Per la Chiesa di Agrigento si tratta di un momento carico di significato spirituale e storico. La figura di Gerlando Re non emerge soltanto per le opere pastorali, ma soprattutto per l’eroismo estremo che ha segnato la sua fine terrena. A Cianciana, il suo sangue non è stato versato invano: il suo martirio rappresenta il vertice di una carità senza confini, la testimonianza suprema di chi ha scelto di donare sé stesso piuttosto che piegarsi alle logiche del male.

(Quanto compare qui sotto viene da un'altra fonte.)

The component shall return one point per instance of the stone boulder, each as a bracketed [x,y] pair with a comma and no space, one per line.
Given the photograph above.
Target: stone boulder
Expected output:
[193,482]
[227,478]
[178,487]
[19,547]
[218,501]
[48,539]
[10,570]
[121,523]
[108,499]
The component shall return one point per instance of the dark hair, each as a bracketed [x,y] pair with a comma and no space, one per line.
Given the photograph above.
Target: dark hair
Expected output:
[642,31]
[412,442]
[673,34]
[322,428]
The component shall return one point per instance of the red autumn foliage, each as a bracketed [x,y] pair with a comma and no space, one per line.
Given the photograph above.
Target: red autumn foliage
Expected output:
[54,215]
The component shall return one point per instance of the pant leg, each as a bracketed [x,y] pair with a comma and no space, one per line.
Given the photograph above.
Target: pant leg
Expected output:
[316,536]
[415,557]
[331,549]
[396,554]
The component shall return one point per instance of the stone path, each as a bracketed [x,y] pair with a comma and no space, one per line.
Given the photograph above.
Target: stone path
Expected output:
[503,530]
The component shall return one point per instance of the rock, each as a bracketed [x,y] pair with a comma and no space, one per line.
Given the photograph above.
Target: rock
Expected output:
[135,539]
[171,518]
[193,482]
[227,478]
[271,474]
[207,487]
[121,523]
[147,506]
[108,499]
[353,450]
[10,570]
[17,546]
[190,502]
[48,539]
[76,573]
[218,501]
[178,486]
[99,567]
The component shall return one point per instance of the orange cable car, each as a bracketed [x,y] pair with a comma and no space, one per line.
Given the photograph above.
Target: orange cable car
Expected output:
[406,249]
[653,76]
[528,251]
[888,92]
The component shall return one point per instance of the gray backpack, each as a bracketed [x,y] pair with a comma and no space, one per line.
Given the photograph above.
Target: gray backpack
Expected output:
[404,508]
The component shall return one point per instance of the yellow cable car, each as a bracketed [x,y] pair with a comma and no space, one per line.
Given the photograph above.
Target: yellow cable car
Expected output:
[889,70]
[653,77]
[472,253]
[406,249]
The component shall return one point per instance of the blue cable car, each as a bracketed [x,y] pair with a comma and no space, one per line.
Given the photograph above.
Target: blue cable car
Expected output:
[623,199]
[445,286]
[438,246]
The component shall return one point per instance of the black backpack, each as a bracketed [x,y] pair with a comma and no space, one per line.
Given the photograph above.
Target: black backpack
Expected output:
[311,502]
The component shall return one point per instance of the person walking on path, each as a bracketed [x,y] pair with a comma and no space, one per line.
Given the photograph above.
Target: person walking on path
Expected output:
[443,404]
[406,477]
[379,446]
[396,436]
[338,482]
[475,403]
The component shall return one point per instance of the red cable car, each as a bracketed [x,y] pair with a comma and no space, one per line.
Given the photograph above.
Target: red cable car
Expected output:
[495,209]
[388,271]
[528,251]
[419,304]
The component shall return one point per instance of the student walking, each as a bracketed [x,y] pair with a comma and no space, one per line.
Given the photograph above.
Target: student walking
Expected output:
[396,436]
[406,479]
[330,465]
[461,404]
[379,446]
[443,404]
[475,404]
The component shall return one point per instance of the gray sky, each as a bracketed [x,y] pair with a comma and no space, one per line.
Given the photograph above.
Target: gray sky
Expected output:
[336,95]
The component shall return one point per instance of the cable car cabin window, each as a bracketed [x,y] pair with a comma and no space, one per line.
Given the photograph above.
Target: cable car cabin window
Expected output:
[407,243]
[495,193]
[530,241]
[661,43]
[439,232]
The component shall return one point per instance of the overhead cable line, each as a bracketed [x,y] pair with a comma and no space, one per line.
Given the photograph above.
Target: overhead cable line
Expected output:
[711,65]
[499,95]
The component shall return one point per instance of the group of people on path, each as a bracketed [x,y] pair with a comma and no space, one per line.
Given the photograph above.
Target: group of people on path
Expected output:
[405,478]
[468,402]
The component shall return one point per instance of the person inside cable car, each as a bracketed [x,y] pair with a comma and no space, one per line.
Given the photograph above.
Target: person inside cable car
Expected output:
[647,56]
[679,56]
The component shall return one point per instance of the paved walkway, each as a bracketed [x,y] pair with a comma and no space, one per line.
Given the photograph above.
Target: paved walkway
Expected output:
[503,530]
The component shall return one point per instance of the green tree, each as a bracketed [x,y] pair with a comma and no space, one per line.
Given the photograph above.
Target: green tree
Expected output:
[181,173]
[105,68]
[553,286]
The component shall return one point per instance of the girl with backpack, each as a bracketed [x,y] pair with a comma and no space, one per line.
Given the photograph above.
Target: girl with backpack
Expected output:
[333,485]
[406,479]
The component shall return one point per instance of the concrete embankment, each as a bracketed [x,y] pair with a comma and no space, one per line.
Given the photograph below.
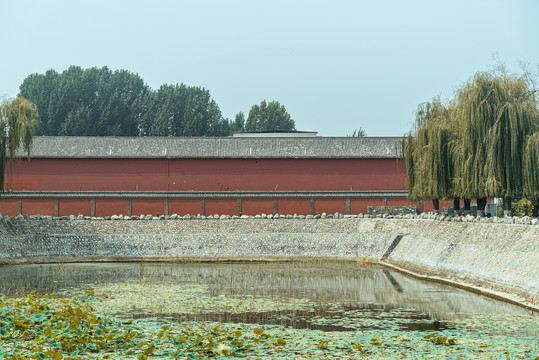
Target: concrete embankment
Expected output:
[499,259]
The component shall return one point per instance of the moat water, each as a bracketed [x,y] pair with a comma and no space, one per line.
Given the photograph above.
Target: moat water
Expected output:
[338,300]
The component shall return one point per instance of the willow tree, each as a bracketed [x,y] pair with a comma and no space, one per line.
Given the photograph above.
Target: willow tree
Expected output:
[531,170]
[17,127]
[495,114]
[427,153]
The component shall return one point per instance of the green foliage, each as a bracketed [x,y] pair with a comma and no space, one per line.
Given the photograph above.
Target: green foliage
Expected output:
[440,340]
[494,114]
[483,144]
[17,128]
[269,116]
[523,207]
[427,152]
[87,102]
[180,110]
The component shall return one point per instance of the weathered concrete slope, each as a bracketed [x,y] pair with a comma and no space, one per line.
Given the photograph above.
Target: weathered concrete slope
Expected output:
[501,257]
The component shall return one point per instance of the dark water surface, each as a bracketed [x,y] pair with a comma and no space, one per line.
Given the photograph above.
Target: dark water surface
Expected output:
[321,290]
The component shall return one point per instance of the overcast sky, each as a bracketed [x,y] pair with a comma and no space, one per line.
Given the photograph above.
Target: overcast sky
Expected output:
[335,65]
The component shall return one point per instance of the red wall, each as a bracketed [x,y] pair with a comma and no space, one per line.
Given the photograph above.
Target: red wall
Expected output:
[201,175]
[207,174]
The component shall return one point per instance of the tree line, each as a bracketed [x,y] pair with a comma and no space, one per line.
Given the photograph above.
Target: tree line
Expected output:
[483,143]
[102,102]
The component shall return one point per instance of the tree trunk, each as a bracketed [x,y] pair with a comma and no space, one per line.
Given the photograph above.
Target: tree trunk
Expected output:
[466,204]
[436,205]
[456,204]
[481,203]
[507,207]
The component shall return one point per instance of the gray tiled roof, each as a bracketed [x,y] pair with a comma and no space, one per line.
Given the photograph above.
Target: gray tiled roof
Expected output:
[212,147]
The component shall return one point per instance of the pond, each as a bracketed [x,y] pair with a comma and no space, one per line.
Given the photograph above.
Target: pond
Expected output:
[318,308]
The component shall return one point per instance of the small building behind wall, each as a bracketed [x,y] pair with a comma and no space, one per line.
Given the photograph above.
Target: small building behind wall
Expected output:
[102,176]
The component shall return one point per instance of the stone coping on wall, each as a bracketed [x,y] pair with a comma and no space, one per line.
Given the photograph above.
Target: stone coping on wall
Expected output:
[212,147]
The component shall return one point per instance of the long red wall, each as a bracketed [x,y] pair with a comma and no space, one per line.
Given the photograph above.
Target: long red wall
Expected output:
[202,175]
[207,175]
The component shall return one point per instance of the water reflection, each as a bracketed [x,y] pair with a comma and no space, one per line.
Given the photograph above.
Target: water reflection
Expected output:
[353,286]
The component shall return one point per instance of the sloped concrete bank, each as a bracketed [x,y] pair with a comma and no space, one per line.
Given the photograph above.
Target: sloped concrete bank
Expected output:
[498,259]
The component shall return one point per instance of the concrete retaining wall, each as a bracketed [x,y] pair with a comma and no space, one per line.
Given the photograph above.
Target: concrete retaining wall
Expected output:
[500,257]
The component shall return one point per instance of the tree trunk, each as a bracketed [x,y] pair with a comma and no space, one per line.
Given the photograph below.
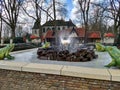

Il martirio: una testimonianza che parla ancora oggi
A sessant’anni dalla morte, nel 2009, dalle pagine del settimanale diocesano L’Amico del Popolo, don Stefano Pirreraricostruiva con parole intense le ultime ore di don Gerlando. Un sabato pomeriggio qualunque, interrotto improvvisamente da colpi di arma da fuoco. Davanti a una scena di follia e morte, don Gerlando non esitò: si precipitò in strada, si chinò su un uomo ferito a morte per dargli l’assoluzione e tentò di calmare l’omicida. Un gesto che gli costò la vita.
Un sacrificio che, già allora, apparve a molti come il segno di un disegno più grande. Don Gerlando avrebbe potuto salvarsi, forse disarmare l’aggressore, ma scelse fino in fondo la via del Vangelo vissuto, quello che non si annuncia solo a parole ma con la vita stessa.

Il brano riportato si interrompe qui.